New heating and cooling technologies can eliminate the need for harmful refrigerants, such as hydrofluorocarbons (HFCs) which are used in heat pumps to extract air from outside and concentrate it inside for indoor heating. They can also be used in reverse to cool air and act as an air conditioner. While heat pumps are more efficient and less emissions-intensive than traditional heating systems, the hydrofluorocarbons they use often leak and can have global warming potential over 3,000 times more potent than that of carbon dioxide. As a result, there is a need to support the deployment of alternative refrigerants with low or no global warming potential, such as hydrofluorolefins, ammonia and propane, in heat pumps and air conditioning systems.

Climate treaties and government mandates are already playing a role. The Montreal Protocol, ratified in 1988, is an international agreement to protect the ozone later by phasing out ozone-depleting substance. Chlorofluorocarbons (CFCs) and halons, among other refrigerants, are all considered ozone-depleting substances and were essentially banned at the time of the Protocol. However, HFCs continued to be used for heating and cooling. In 2016, signatories of the Protocol adopted the Kigali Amendment, which added the phaseout of HFCs to the Protocol. While the Amendment did not ban HFCs, it helped create demand certainty and interest in alternatives with lower carbon footprints. Since the ratification of the Kigali Amendment, several governments have set timelines to enforce HFC reduction mandates.

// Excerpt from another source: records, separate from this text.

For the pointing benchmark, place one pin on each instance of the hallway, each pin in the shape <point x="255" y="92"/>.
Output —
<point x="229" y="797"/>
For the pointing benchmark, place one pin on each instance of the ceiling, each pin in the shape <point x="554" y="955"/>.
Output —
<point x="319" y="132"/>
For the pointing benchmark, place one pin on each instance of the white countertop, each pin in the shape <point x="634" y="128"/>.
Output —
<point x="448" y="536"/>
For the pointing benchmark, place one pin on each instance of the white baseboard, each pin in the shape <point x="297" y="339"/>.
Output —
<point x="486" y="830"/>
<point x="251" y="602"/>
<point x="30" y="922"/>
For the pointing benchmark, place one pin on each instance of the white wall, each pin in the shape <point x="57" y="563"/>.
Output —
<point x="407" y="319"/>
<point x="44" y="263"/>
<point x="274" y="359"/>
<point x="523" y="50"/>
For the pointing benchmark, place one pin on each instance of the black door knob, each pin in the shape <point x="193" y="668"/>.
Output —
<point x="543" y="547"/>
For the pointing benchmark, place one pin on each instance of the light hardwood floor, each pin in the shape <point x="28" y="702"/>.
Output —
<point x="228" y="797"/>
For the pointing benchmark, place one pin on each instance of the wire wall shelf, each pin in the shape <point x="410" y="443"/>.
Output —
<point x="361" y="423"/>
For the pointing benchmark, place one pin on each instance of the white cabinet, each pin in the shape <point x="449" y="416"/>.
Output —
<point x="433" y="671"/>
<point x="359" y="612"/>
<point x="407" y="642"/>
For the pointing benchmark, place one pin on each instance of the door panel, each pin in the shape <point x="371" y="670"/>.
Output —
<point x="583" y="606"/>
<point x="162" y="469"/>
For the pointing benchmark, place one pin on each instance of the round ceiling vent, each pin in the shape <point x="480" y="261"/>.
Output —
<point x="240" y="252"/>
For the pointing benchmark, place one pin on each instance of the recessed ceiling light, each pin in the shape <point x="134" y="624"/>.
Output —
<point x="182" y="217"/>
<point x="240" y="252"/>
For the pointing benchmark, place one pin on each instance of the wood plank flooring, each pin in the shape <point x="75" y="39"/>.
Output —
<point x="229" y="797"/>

Heating is not the only energy-guzzling component of buildings. Air conditioners account for 4% of annual global emissions, resulting mostly from the indirect emissions associated with electricity generation required to power the air-conditioning system and remove the humidity from the air. Harmful refrigerants described above also contribute 37% of the global emissions associated with cooling. The total share of emissions from cooling systems is expected to increase as temperatures and humidity rise around the globe, and as access to air conditioning systems becomes more commonplace. One study predicts the absolute emissions of cooling will increase five times from 2016 to 2050. Therefore, policymakers must accelerate the development of high-efficiency air conditioning systems, to reduce emissions from the dehumidifying and cooling process, and from the refrigerants. Governments can regulate which refrigerants can be used in air conditioners as well as enact efficiency standards for cooling in new buildings to combat the circulation of the more energy-intensive units. They can also direct funding to research and development programs for more efficient cooling technologies.